Begin with a wide search, such as filtering by service or severity, to capture a representative view of recent activity. Then, use Event Patterns to quickly identify dominant behaviors and narrow in on unusual or emerging signals. Once a pattern of interest appears, pivot back to traditional search or traces for deeper investigation.

Combine with structured filters

Event patterns shine when paired with meaningful filters like ServiceName, SeverityText, or deployment_id. This ensures that sampling focuses on relevant data, improving both performance and accuracy. For example, filtering by error logs before running pattern analysis will highlight failure types across a service, while filtering by warn might uncover degradation before it becomes critical.

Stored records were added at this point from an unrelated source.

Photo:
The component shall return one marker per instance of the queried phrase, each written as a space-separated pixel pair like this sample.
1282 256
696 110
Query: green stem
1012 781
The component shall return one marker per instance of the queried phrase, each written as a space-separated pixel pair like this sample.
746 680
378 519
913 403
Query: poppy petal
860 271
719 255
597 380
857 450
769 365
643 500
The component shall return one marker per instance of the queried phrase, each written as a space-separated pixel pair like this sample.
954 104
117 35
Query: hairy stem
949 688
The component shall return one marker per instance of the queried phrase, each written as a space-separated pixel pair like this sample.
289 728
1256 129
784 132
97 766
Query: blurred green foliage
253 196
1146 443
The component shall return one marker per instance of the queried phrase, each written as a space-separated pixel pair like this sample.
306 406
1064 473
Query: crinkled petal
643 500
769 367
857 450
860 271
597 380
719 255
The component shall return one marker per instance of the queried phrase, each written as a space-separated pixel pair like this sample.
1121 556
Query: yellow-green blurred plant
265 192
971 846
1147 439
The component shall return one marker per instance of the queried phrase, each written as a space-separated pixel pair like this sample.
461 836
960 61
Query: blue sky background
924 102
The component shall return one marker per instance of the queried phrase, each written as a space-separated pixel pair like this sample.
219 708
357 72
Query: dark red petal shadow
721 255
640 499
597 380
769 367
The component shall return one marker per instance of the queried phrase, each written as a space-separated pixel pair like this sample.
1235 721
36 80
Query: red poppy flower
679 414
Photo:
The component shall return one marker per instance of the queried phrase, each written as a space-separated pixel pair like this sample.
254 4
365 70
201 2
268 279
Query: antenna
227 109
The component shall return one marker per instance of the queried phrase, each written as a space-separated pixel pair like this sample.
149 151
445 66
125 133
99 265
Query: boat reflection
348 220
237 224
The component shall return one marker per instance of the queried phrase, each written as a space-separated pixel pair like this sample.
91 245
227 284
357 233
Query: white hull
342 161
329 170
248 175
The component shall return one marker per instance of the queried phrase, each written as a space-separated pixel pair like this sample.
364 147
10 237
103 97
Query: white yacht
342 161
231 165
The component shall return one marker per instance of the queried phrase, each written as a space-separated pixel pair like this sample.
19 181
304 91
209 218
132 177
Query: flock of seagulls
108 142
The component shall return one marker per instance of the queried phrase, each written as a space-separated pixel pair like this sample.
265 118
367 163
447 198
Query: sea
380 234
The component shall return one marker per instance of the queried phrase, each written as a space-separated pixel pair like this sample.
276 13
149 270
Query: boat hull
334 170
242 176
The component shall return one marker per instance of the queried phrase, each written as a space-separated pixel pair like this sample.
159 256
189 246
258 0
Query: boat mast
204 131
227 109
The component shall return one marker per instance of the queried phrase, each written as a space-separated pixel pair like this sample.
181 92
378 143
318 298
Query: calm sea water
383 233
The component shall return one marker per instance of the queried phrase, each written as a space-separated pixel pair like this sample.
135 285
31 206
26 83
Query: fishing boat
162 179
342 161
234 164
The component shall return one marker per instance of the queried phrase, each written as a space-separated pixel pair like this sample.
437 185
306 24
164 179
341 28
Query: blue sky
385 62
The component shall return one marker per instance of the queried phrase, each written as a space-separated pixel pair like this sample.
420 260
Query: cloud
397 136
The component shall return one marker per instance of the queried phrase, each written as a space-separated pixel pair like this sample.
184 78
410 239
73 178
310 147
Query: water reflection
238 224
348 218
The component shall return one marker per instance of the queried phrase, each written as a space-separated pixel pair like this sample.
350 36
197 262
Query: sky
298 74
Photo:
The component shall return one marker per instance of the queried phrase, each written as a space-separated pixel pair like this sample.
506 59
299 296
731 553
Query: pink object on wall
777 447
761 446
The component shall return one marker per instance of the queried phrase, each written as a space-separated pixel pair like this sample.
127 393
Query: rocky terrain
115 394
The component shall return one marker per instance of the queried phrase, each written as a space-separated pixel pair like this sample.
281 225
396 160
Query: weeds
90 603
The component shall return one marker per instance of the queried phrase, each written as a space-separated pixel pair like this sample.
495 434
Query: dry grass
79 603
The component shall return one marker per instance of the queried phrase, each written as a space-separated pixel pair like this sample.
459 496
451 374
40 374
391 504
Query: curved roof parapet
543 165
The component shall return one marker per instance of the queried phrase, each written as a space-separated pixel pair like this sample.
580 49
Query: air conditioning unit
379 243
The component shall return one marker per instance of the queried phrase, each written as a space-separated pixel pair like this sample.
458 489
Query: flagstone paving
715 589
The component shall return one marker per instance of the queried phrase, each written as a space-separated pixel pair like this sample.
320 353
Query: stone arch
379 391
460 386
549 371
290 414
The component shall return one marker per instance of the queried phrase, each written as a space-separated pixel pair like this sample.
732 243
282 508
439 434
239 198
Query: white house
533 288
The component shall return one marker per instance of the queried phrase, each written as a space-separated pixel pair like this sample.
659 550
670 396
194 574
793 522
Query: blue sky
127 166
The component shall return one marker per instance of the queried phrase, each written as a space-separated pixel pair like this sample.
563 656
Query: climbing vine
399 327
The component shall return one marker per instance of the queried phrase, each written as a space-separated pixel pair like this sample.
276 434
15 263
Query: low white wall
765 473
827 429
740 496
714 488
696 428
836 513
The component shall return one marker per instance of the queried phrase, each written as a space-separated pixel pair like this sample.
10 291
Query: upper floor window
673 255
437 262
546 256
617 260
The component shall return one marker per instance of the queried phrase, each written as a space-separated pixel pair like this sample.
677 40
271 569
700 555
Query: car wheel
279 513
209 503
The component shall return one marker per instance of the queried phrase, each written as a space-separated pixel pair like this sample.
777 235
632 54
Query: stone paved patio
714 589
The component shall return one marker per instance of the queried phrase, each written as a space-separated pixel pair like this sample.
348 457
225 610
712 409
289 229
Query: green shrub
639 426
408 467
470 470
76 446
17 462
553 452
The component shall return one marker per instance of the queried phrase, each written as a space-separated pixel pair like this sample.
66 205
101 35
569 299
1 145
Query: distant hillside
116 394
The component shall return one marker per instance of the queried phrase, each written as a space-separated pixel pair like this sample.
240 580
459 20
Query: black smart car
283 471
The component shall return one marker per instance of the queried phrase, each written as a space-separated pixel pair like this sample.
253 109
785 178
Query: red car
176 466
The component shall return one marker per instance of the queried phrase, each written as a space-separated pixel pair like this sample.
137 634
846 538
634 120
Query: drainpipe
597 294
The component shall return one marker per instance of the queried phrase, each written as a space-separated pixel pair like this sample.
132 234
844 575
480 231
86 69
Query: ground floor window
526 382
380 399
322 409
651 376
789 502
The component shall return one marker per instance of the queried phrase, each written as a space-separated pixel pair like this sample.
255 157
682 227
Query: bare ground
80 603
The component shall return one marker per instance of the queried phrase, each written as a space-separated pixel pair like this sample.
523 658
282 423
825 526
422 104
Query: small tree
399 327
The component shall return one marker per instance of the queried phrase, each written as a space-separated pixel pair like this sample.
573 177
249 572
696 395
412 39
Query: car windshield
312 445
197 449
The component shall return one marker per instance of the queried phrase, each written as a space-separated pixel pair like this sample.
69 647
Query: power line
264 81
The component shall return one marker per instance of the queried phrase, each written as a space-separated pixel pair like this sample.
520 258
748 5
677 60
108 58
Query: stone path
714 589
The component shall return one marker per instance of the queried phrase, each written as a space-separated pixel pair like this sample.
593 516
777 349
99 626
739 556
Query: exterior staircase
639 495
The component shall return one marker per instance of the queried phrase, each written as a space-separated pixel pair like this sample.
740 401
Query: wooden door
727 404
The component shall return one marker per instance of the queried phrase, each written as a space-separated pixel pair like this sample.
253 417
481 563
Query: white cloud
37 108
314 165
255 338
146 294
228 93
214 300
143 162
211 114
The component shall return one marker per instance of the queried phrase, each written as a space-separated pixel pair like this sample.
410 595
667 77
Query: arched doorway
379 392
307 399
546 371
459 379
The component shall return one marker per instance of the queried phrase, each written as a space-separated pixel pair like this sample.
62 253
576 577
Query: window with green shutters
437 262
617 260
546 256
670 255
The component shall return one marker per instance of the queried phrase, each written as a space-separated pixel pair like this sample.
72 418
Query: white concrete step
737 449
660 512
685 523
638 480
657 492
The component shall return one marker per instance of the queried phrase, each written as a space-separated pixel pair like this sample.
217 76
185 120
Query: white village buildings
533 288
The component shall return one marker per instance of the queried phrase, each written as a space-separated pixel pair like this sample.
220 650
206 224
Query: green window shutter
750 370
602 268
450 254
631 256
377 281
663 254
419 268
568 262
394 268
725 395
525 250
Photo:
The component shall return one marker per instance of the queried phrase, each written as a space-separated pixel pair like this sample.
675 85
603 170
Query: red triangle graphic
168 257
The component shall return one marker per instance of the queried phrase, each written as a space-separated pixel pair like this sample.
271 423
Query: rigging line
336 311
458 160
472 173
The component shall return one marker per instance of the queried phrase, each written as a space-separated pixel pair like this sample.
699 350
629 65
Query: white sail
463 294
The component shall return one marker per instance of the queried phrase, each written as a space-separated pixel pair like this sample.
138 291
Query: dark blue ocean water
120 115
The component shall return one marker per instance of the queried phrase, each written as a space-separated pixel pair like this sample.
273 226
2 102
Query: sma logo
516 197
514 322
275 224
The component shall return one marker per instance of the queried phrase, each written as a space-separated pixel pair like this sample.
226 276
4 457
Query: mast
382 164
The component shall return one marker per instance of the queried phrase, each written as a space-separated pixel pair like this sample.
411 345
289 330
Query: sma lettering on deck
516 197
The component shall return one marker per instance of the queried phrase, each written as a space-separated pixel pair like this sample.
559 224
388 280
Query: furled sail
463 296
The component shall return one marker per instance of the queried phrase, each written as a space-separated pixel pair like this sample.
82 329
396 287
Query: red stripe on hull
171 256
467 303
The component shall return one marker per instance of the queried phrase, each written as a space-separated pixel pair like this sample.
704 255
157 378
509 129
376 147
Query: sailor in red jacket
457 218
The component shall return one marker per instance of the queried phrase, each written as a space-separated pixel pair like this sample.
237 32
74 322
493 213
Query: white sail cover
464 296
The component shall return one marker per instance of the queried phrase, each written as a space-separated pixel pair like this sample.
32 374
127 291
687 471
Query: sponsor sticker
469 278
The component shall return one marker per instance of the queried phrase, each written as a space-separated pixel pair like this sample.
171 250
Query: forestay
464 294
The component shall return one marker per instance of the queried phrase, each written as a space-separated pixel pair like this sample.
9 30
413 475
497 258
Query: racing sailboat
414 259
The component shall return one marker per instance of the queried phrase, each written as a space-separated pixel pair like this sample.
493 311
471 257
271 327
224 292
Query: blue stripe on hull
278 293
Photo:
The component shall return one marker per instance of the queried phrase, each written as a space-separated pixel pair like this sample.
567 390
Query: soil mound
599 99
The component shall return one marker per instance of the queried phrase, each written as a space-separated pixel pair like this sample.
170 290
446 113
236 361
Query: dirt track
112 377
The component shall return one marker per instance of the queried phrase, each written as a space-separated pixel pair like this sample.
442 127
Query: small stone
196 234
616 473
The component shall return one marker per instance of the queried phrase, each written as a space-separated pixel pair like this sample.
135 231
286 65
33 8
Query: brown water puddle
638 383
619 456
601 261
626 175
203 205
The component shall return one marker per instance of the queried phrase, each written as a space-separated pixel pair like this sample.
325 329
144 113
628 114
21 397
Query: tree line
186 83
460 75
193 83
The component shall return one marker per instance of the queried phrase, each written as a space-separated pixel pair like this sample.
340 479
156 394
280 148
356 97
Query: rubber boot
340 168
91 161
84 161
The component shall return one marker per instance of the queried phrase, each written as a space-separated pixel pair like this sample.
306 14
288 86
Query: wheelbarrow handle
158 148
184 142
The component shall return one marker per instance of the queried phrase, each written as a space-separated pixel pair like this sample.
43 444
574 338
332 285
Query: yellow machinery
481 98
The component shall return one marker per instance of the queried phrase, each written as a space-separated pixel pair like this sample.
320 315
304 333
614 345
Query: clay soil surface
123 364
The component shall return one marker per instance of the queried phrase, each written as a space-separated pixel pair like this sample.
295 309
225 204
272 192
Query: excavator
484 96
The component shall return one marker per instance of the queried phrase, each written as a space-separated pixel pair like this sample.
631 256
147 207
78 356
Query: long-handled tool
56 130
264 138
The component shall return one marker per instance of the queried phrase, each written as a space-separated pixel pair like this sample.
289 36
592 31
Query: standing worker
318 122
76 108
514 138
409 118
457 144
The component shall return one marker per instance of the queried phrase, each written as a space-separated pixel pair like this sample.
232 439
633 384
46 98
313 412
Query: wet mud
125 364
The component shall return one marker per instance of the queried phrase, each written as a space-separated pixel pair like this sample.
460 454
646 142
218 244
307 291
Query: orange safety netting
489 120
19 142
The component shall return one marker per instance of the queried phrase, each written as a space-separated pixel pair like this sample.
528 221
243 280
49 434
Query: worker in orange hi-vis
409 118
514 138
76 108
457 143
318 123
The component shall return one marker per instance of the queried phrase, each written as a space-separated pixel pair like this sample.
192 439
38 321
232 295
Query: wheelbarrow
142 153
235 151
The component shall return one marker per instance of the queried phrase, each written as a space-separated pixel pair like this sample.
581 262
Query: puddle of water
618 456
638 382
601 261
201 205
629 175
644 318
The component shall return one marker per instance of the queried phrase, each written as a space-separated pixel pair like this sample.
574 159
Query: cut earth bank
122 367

Treat rare patterns as signals

In most systems, rare patterns are sometimes more interesting than common ones. They may indicate new error paths, edge-case failures, or recently introduced regressions. Sorting or filtering by frequency within the event pattern view helps quickly surface these valuable outliers.

In summary, pattern analysis is best for understanding what’s happening at a high level, not for pinpointing why it’s happening. Use it to orient yourself quickly and find leads, then switch to raw search, traces, or metrics for root cause analysis.

Finally, remember event patterns don’t eliminate the need for better logs - but they make it far easier to see through the noise of an imperfect world.

Looking ahead #

Looking ahead, we see several opportunities to extend how event patterns are used across the ClickStack ecosystem. In a recent blog post, we explored how the Drain3 algorithm can be invoked directly as a user-defined function (UDF) within ClickHouse - allowing larger sets of data to be analyzed. Beyond just larger samples at query time, this opens some other interesting possibilities.

For example, event patterns can be used to identify common structures within specific log sources, such as those belonging to a single service or component. These learned templates could then be compiled to regular expression-based extraction rules, allowing ClickHouse to capture structured fields automatically at ingest time. Beyond accelerating queries, and avoiding schema-on-read operations, this structure can also significantly boost compression efficiency. We demonstrated this concept in a recent blog post which allowed compression to be increased to 170x.

We’re continuing to explore these directions and would love feedback from users who see potential applications in their own workflows. If you’re experimenting with event clustering in ClickStack, or using Drain3 as a UDF in ClickHouse, let us know how you’re using it and what capabilities you’d like to see next.

Conclusion #

Event patterns bring a powerful layer of intelligence to observability in ClickStack by helping teams navigate noisy, unstructured data with clarity and speed. By grouping similar events and surfacing anomalies in context at query time, they reduce time to insight and make exploratory log analysis far more approachable. While they don’t replace disciplined logging practices, they provide a practical way to uncover meaningful signals in complex systems. As ClickStack continues to evolve, event patterns lay the groundwork for smarter, more adaptive analytics that turn even the messiest data into actionable understanding.